Now for the `EnsembleSampler`. We can recover the number of walkers and dimension from the previously stored HDF5 file. Note that I use two backends: One for retrieving the shape of the stored chain, which accesses the HDF5 group of the original sampling round. The however, I set up a new group for the second sampling round. The reason for this is that I don't want to call the `reset` method of the backend on my stored samples, thereby deleting them.

In [18]:
tmp_backend = emcee.backends.HDFBackend(
    filename=demo_hdf_file,
    name="original/samples"
)
nwalkers, ndim = tmp_backend.shape

recovered_backend = emcee.backends.HDFBackend(
    filename=demo_hdf_file,
    name="recovered/samples"
)
recovered_backend.reset(nwalkers, ndim)

with Pool() as pool:
    recovered_sampler = lymph.utils.EnsembleSampler(
        nwalkers, ndim,
        log_prob_fn, args=[recovered_model],
        pool=pool, backend=recovered_backend
    )
    acor_list = recovered_sampler.run_sampling(max_steps)

Starting sampling


100%|██████████| 200/200 [00:15<00:00, 13.22it/s]

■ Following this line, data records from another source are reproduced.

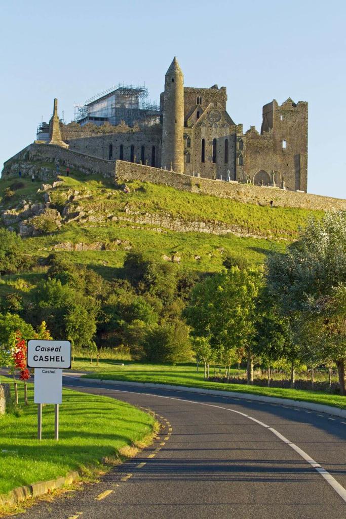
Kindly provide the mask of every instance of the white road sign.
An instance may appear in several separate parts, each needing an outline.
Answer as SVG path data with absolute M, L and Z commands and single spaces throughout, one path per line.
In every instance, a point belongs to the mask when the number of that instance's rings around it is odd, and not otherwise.
M 69 340 L 31 339 L 27 341 L 26 364 L 28 367 L 68 369 L 71 367 L 71 343 Z
M 35 369 L 34 402 L 35 404 L 61 404 L 62 370 Z

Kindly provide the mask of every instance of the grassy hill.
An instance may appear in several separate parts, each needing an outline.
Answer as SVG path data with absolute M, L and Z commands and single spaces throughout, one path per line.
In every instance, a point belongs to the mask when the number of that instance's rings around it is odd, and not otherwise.
M 52 170 L 51 163 L 37 165 Z M 73 170 L 70 176 L 60 175 L 60 180 L 62 183 L 53 188 L 38 192 L 40 181 L 2 179 L 0 209 L 13 214 L 15 219 L 9 225 L 18 231 L 22 221 L 21 208 L 25 203 L 25 207 L 32 207 L 44 202 L 49 194 L 50 208 L 59 211 L 61 223 L 52 231 L 49 228 L 51 232 L 36 231 L 37 235 L 23 237 L 27 251 L 41 261 L 52 251 L 60 250 L 106 279 L 114 277 L 131 249 L 167 260 L 173 257 L 177 268 L 183 270 L 217 271 L 228 253 L 258 265 L 271 251 L 283 250 L 309 215 L 322 214 L 242 203 L 147 182 L 128 182 L 130 192 L 125 193 L 110 180 Z M 9 198 L 5 196 L 8 187 L 13 193 Z M 30 217 L 26 220 L 31 221 Z M 2 291 L 25 293 L 44 268 L 36 270 L 21 275 L 19 282 L 17 275 L 4 276 Z M 16 286 L 18 283 L 20 287 Z

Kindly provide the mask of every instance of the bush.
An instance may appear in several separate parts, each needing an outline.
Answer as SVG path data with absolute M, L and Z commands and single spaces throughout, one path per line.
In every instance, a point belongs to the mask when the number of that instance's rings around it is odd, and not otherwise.
M 15 192 L 12 191 L 10 187 L 6 187 L 4 192 L 4 197 L 6 198 L 6 200 L 9 200 L 12 197 L 12 196 L 14 196 L 14 195 Z
M 25 263 L 24 245 L 20 236 L 0 229 L 0 274 L 16 272 Z

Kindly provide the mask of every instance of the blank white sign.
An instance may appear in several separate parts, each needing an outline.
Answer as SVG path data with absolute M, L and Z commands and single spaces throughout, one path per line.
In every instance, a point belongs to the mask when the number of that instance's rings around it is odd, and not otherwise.
M 35 404 L 61 404 L 62 370 L 35 368 L 34 388 Z

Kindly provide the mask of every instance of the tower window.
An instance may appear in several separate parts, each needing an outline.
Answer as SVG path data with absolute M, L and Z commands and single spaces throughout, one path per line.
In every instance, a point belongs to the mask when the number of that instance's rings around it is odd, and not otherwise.
M 202 139 L 201 142 L 201 162 L 205 162 L 205 139 Z
M 216 163 L 216 154 L 217 153 L 216 139 L 213 139 L 213 162 L 214 164 Z

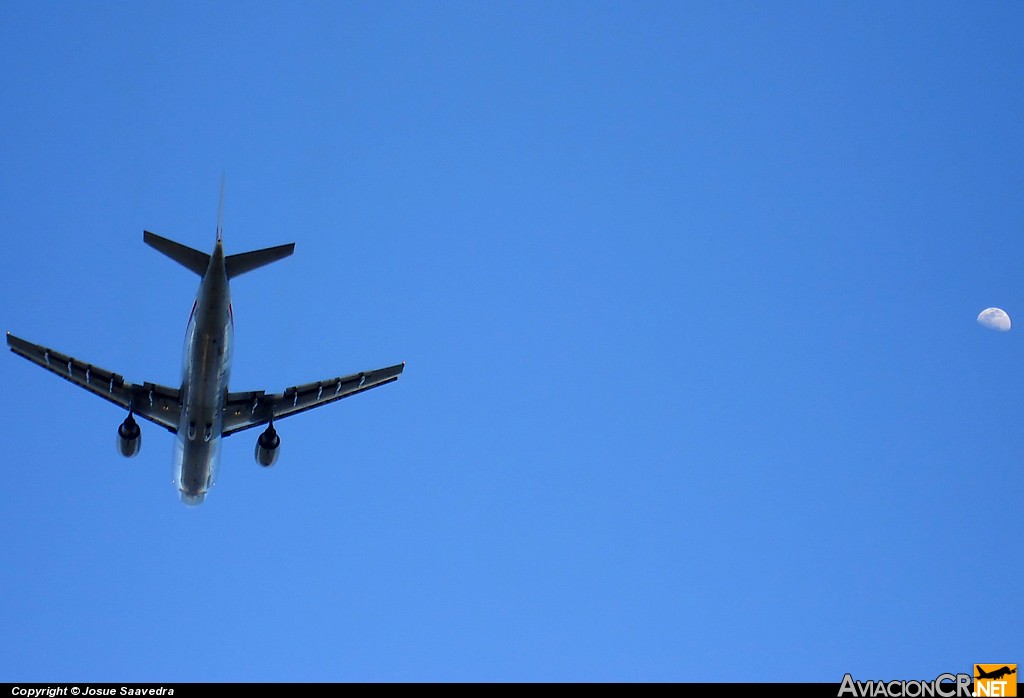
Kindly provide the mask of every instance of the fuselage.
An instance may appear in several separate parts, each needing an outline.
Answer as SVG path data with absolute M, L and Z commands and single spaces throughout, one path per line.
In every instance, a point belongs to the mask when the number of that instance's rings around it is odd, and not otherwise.
M 231 296 L 218 238 L 185 332 L 174 482 L 186 505 L 202 504 L 217 477 L 233 335 Z

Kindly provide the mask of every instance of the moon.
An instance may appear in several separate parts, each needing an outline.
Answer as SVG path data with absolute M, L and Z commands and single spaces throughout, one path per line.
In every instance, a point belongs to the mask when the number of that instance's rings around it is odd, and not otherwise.
M 1010 315 L 1001 308 L 985 308 L 978 314 L 978 324 L 995 332 L 1010 332 Z

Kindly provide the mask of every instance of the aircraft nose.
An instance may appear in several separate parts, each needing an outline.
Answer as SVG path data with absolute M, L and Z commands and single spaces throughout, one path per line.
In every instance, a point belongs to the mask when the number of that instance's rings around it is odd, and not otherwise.
M 181 490 L 181 504 L 185 507 L 199 507 L 206 499 L 206 492 L 186 492 Z

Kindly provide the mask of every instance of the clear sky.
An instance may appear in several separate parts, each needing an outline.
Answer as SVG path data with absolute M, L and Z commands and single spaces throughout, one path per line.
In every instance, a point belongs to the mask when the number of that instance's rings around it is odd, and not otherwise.
M 256 7 L 257 9 L 254 9 Z M 1024 663 L 1024 5 L 4 2 L 5 330 L 233 390 L 224 442 L 7 353 L 0 681 L 933 679 Z

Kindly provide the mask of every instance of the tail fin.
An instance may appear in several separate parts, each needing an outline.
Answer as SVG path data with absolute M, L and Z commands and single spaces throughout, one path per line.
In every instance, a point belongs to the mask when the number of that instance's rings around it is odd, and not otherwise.
M 295 252 L 295 243 L 279 245 L 275 248 L 265 248 L 253 252 L 243 252 L 239 255 L 228 255 L 224 258 L 224 268 L 228 278 L 234 278 L 247 271 L 285 259 Z
M 220 204 L 217 206 L 217 242 L 224 233 L 224 174 L 220 175 Z
M 155 232 L 143 230 L 142 242 L 154 250 L 167 255 L 186 269 L 191 269 L 200 276 L 206 274 L 206 269 L 210 266 L 210 255 L 199 250 L 193 250 L 166 237 L 161 237 Z

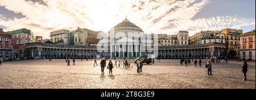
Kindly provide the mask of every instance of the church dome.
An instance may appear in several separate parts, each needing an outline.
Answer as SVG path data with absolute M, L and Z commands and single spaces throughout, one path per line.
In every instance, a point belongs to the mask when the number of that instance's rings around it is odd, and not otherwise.
M 143 32 L 141 28 L 137 26 L 133 23 L 130 22 L 126 18 L 124 20 L 123 20 L 121 23 L 118 24 L 117 25 L 114 27 L 113 28 L 114 28 L 115 31 L 123 30 L 123 29 L 133 29 L 141 31 L 142 32 Z

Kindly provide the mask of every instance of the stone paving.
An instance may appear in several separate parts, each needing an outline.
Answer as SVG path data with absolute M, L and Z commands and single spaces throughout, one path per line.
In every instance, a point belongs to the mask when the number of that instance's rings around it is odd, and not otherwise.
M 71 63 L 69 67 L 64 59 L 4 62 L 0 66 L 0 88 L 255 88 L 254 62 L 248 63 L 246 81 L 242 81 L 242 62 L 213 64 L 213 76 L 207 75 L 205 59 L 203 62 L 202 67 L 195 67 L 180 65 L 179 59 L 156 60 L 155 64 L 144 64 L 141 73 L 133 63 L 127 69 L 115 67 L 113 75 L 109 75 L 106 68 L 101 74 L 93 60 L 77 59 L 76 66 Z

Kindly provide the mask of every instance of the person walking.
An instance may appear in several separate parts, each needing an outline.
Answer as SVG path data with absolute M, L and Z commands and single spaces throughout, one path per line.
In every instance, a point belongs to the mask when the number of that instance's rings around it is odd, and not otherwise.
M 246 62 L 246 61 L 245 61 L 244 62 L 243 62 L 243 63 L 242 64 L 242 71 L 243 72 L 243 77 L 244 77 L 244 79 L 243 79 L 243 81 L 246 81 L 247 80 L 247 79 L 246 79 L 246 72 L 247 72 L 247 67 L 248 67 L 248 66 L 247 65 L 247 62 Z
M 117 59 L 115 59 L 115 64 L 113 66 L 113 67 L 115 66 L 117 67 Z
M 108 66 L 109 66 L 109 75 L 113 75 L 112 68 L 113 68 L 113 66 L 112 61 L 111 61 L 111 60 L 109 60 Z M 110 72 L 111 72 L 111 75 L 110 75 Z
M 129 59 L 129 61 L 128 62 L 128 67 L 131 67 L 131 61 L 130 60 L 130 59 Z
M 73 58 L 73 66 L 76 66 L 76 64 L 75 64 L 75 62 L 76 61 L 76 59 L 75 59 L 75 58 Z
M 139 64 L 141 63 L 141 61 L 138 60 L 137 63 L 136 64 L 137 66 L 137 72 L 139 72 Z
M 93 64 L 93 66 L 95 66 L 95 64 L 96 64 L 96 66 L 98 66 L 98 64 L 97 64 L 97 58 L 95 58 L 94 59 L 94 64 Z
M 123 68 L 125 68 L 125 60 L 124 60 L 123 61 Z
M 120 68 L 120 64 L 122 65 L 122 63 L 120 62 L 120 60 L 118 61 L 118 67 Z
M 139 62 L 139 72 L 142 72 L 142 67 L 143 66 L 143 60 Z
M 190 64 L 190 59 L 188 59 L 188 64 Z
M 180 59 L 180 65 L 182 65 L 182 59 Z
M 195 59 L 195 62 L 194 62 L 194 63 L 195 63 L 195 66 L 196 67 L 196 63 L 197 63 L 197 61 L 196 60 L 196 59 Z
M 65 61 L 66 61 L 66 63 L 68 63 L 68 56 L 66 56 L 66 58 L 65 59 Z
M 201 60 L 201 59 L 199 59 L 199 66 L 201 67 L 202 65 L 201 64 L 202 64 L 202 60 Z
M 70 66 L 70 60 L 69 60 L 69 58 L 68 57 L 67 58 L 67 62 L 68 62 L 68 66 Z
M 210 63 L 210 60 L 208 60 L 207 62 L 207 64 L 205 65 L 205 67 L 208 69 L 208 75 L 212 75 L 212 64 Z M 210 74 L 209 74 L 210 72 Z
M 100 64 L 101 64 L 101 73 L 104 73 L 104 68 L 106 66 L 106 60 L 104 59 L 102 59 L 102 60 L 101 60 L 101 61 Z
M 125 68 L 127 68 L 128 66 L 128 61 L 127 60 L 127 59 L 125 59 Z

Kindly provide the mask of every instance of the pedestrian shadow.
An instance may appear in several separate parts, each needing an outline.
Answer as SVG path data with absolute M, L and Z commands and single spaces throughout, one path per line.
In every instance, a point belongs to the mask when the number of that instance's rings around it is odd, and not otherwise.
M 111 80 L 115 80 L 115 76 L 114 75 L 108 75 L 109 78 L 110 78 Z

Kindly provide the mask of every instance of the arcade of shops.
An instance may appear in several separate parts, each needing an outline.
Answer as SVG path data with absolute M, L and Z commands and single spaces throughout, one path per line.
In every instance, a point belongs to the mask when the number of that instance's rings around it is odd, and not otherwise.
M 158 57 L 162 59 L 206 58 L 213 56 L 224 58 L 226 56 L 225 50 L 225 45 L 218 43 L 182 46 L 159 46 Z M 84 58 L 115 57 L 110 56 L 110 52 L 99 53 L 95 46 L 71 46 L 36 42 L 27 44 L 25 53 L 25 55 L 27 58 L 40 56 L 46 58 L 64 58 L 67 56 Z M 121 54 L 121 55 L 123 56 L 124 54 Z M 116 54 L 117 55 L 119 54 Z M 141 54 L 139 52 L 134 53 L 134 55 L 132 53 L 129 55 L 131 55 L 131 56 L 127 58 L 134 58 L 139 56 L 146 56 L 147 54 L 146 53 Z M 119 58 L 118 56 L 116 57 Z

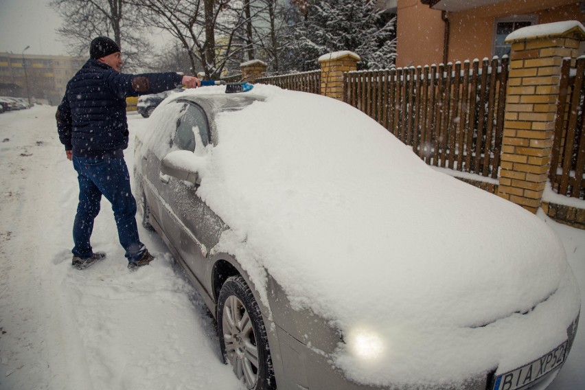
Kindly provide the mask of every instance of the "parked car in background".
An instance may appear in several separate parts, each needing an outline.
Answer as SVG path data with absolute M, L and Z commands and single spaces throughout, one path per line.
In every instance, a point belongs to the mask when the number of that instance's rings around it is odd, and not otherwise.
M 247 389 L 552 380 L 581 303 L 546 224 L 345 103 L 225 90 L 157 108 L 137 134 L 135 188 Z
M 14 98 L 16 101 L 20 102 L 23 106 L 25 108 L 30 108 L 32 106 L 28 102 L 28 99 L 25 99 L 24 98 Z
M 16 102 L 4 96 L 0 96 L 0 104 L 2 104 L 4 111 L 12 111 L 18 109 Z
M 25 104 L 17 98 L 12 98 L 12 96 L 5 96 L 4 98 L 7 99 L 8 100 L 10 100 L 10 102 L 13 102 L 14 104 L 14 106 L 16 110 L 24 110 L 28 108 L 27 104 Z
M 150 95 L 143 95 L 139 96 L 138 103 L 137 104 L 137 111 L 138 113 L 145 118 L 150 117 L 154 108 L 172 93 L 182 92 L 183 89 L 176 89 L 171 91 L 165 91 L 160 93 L 152 93 Z

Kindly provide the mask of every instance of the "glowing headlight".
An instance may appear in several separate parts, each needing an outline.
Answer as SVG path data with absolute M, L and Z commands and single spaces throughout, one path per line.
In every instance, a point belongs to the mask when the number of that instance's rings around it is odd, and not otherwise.
M 363 328 L 352 330 L 347 334 L 346 341 L 354 355 L 368 360 L 380 358 L 386 349 L 378 332 Z

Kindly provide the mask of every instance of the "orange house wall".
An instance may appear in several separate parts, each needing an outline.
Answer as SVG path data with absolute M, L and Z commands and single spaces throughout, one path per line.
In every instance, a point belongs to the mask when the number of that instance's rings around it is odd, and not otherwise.
M 543 24 L 566 20 L 585 21 L 575 0 L 507 0 L 474 10 L 448 12 L 450 21 L 448 60 L 491 58 L 495 21 L 512 15 L 536 16 Z M 439 64 L 443 61 L 445 23 L 441 11 L 417 0 L 398 0 L 396 66 Z M 402 42 L 401 42 L 402 40 Z

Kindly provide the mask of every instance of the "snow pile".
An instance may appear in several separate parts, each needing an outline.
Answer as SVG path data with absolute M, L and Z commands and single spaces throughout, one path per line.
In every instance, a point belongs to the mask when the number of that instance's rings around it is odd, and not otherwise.
M 266 269 L 295 308 L 344 335 L 369 324 L 388 352 L 364 365 L 341 345 L 336 363 L 352 378 L 505 372 L 566 339 L 578 290 L 535 216 L 434 171 L 345 104 L 253 91 L 267 98 L 220 114 L 218 145 L 196 153 L 207 160 L 198 194 L 231 228 L 214 250 L 236 255 L 264 299 Z

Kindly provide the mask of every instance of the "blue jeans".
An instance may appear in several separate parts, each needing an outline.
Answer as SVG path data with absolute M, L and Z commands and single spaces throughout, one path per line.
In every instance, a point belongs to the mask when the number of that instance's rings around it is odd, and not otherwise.
M 126 258 L 130 262 L 139 260 L 145 248 L 138 238 L 136 200 L 130 188 L 126 161 L 124 159 L 86 159 L 73 155 L 73 163 L 79 181 L 79 204 L 73 229 L 73 255 L 87 258 L 93 254 L 89 239 L 104 195 L 112 204 L 118 238 L 126 250 Z

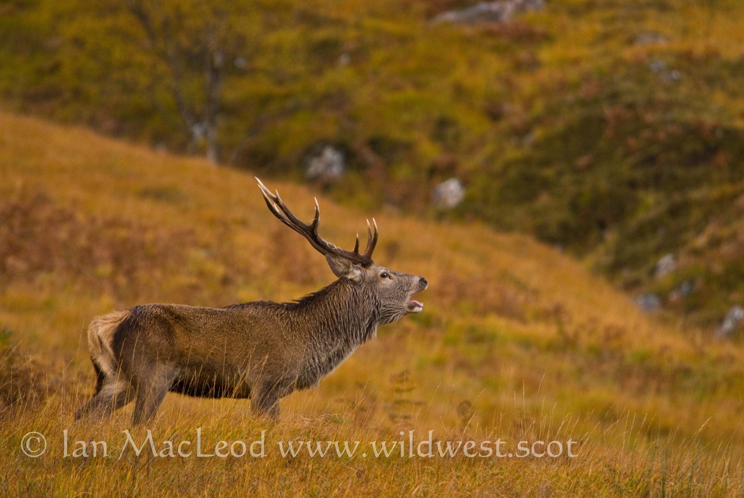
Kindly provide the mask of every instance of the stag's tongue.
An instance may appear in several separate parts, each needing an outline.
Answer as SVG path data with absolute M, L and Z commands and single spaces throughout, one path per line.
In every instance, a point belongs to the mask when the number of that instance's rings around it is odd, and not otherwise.
M 418 313 L 422 309 L 423 309 L 423 303 L 416 300 L 408 301 L 408 311 L 411 313 Z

Max. number of steps reached
Acceptance fraction = 19.78%
Mean autocorrelation time = 22.53





As you can see, it required relatively few stops to reproduce a sampling round. Just don't forget the log-probability function, as that is hard to store anywhere in an HDF5 file.

Beyond that one can of course use the [h5py](https://docs.h5py.org/en/stable/) package or `pandas`' implemented capabilities to interact with the HDF5 file format to store and retrieve even more information, like a description of what was done or what exactly the log-likelihood does.